Each roadshow event comprised of a number of different sessions and we’ll be posting recaps of each session on our blog over the next few days.

See also

CTA’s vision and mission 

CTA’s policy focus for 2016

Championing community transport through digital

It’s often said that at any event the slot after lunch is ‘the graveyard slot.’ Everyone is well fed, perhaps a little tired, and their attention tends to wonder. It was for this reason that, after a lunch where attendees networked with each other, swapping stories and sharing best practice, we decided to have an interactive session.

Attendees were split up into groups, with each group being given two envelopes, one marked “CTA” and the other marked “Elsewhere”.  They were also given a series of cards with different examples of services or enquiries such as: technical advice on operating services using a section 19/22 permit; to find the latest developments in national policy; purchasing and buying a vehicle; and sharing best practice. Bill Freeman, Chief Executive, asked each group to discuss the various cards and decide where they would go for help and support: the CTA or somewhere else.

The exercise led to some very productive discussion, giving food for thought to everyone involved. There were many positive affirmations of the services the CTA offers as well as areas raised where the CTA could offer further support to its members.

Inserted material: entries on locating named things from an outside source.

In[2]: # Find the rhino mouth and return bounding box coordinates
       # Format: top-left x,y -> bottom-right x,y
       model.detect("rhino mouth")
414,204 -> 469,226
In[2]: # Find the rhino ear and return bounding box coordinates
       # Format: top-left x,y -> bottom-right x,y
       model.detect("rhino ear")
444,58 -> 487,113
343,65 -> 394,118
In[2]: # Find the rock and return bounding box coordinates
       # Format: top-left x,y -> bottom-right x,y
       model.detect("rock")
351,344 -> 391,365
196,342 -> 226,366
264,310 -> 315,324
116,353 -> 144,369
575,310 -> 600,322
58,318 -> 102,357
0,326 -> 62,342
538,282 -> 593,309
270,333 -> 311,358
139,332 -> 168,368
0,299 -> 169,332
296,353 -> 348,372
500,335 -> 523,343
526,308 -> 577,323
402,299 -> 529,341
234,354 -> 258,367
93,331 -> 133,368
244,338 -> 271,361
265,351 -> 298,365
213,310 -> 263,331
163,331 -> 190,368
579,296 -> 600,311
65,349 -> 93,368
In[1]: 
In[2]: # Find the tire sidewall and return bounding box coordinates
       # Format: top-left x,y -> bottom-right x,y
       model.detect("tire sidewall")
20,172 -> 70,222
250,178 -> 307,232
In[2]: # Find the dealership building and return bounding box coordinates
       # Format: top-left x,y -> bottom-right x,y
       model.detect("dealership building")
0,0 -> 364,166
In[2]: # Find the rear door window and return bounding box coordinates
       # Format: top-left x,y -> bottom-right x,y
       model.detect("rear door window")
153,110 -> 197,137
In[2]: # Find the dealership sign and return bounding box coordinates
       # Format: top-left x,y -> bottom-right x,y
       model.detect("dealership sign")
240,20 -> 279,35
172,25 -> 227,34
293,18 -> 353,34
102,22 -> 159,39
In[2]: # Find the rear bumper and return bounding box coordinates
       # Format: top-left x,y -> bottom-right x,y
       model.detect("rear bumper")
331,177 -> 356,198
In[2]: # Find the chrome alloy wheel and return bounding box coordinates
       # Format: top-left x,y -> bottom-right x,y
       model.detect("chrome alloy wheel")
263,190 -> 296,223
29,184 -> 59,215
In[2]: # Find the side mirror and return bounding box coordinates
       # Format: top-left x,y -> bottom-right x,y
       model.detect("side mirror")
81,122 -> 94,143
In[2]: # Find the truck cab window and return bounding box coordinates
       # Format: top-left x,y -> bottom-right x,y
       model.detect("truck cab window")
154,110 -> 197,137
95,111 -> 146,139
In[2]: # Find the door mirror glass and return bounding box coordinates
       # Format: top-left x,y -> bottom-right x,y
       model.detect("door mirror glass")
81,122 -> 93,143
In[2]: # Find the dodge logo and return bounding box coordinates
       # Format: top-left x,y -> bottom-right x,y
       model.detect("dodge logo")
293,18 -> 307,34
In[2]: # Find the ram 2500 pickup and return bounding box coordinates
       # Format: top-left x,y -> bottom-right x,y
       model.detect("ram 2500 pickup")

Discussion varied at each event, but in the large part members across England gave similar answers. They often go to the CTA for, amongst other services, technical advice and support; to find out about what’s happening in the community transport sector; to find the latest developments in national policy; and to raise the profile of their organisation at a national level. One of the most common places that members went outside of the CTA for help and support was their Local Authority. This, said Bill, emphasises the importance of the CTA working with organisations like Local Authorities to support our members.

Of course some members went elsewhere for certain services whilst others went to the CTA, and vice versa, and some went both to the CTA and other organisations for services such as training.

The session led to interesting discussion amongst members and provided a good opportunity to directly discuss with the CTA’s Chief Executive how we can ensure the work that we do benefits our members in the best way possible.